The ease and grace of a ballerina's movements require extensive training and demands on the entire body. Injuries to the lower back and lower extremities are common. Most ballet movements involve full external rotation of the hip. The vital sciatic nerve glides under the external rotators of the hips and can become adhered to them.
In addition to causing sciatica, chronic lateral hip tightness places asymmetrical stress on the labrum (the cartilaginous rim around the edge of the socket). Over time, the labrum may suffer tears that can require surgery.
Ballet also puts demands on the rotation of the knees and ankles. Compromised rotation at the hip can cause strain in the knee and ankle as they work to compensate.
The most obvious stress on a ballerina’s body is to the foot from standing on point. This places a shearing force on the subtalar joint (the joint between the heel and the talus). Rather than the force being translated through the joint from one bone to another, the stress is borne by the connective tissue holding them together.
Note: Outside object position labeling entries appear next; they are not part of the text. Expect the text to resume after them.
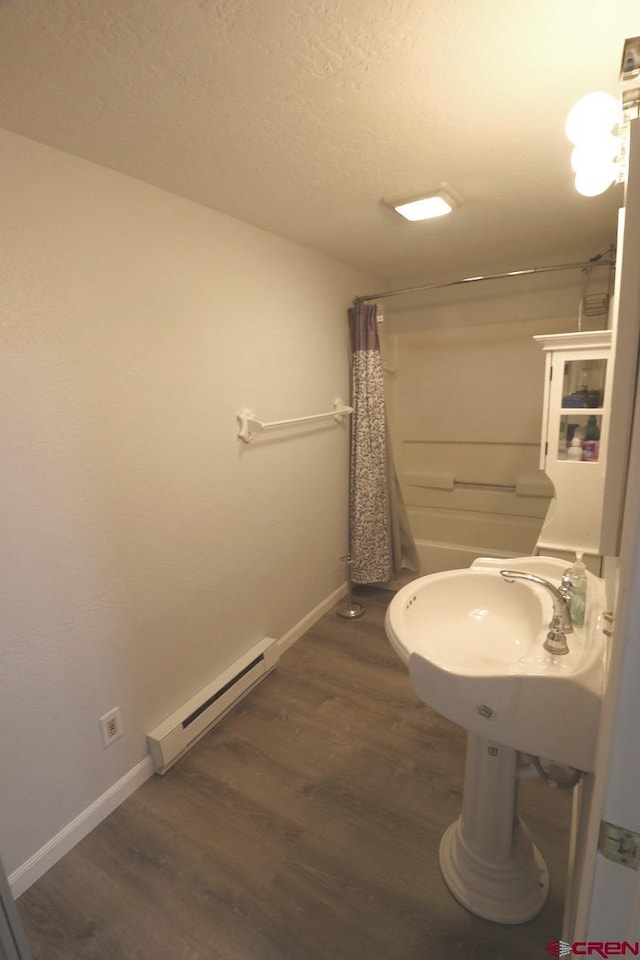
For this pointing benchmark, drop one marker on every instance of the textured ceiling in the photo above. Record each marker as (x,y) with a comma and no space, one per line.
(300,115)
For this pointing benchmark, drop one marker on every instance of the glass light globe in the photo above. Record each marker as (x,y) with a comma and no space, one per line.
(592,116)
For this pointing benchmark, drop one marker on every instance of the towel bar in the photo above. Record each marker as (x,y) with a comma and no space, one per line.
(250,426)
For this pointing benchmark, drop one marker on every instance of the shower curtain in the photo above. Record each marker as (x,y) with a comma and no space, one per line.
(381,542)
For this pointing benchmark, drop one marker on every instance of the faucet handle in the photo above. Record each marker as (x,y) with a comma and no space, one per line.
(566,585)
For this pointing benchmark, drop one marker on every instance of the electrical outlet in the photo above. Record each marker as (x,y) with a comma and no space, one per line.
(111,726)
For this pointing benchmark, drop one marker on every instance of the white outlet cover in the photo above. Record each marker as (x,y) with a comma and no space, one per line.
(111,726)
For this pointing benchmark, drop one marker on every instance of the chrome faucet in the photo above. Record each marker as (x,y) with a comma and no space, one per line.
(561,624)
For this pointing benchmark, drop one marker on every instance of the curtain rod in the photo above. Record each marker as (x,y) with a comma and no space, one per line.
(587,265)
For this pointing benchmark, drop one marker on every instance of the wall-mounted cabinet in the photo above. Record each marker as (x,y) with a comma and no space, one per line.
(575,426)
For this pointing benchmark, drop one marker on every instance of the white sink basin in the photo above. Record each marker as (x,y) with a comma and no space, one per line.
(473,644)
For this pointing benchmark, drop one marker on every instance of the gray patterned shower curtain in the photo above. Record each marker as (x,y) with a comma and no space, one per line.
(381,542)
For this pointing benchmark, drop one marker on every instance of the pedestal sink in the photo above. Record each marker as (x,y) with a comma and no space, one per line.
(473,644)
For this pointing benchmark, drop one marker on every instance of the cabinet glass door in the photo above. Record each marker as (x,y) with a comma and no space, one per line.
(583,385)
This can painfully irritate the connective tissue and compromise the integrity and stability of the joint.
Giving strengthening exercises, exercises or stretches to a ballerina is like giving a fur coat to a bear. Instead, a methodological assessment of the aberrant function is essential to restoring that function.
Rather than simply alleviate pain, we restore strength and ability to ballerinas and all athletes. Fixing the weak link in an otherwise strong chain can have dramatic results.
More challenging improvements are required by chronic interrelated dysfunction such as laxity, atrophy, inflammation, neurological inhibition, joint fixation, weakness, and shortening of muscles. Prioritization is key, as is educating and including the patient in the process.
Our expertise matched with your patience and commitment, will help you achieve recovery and renewed ability.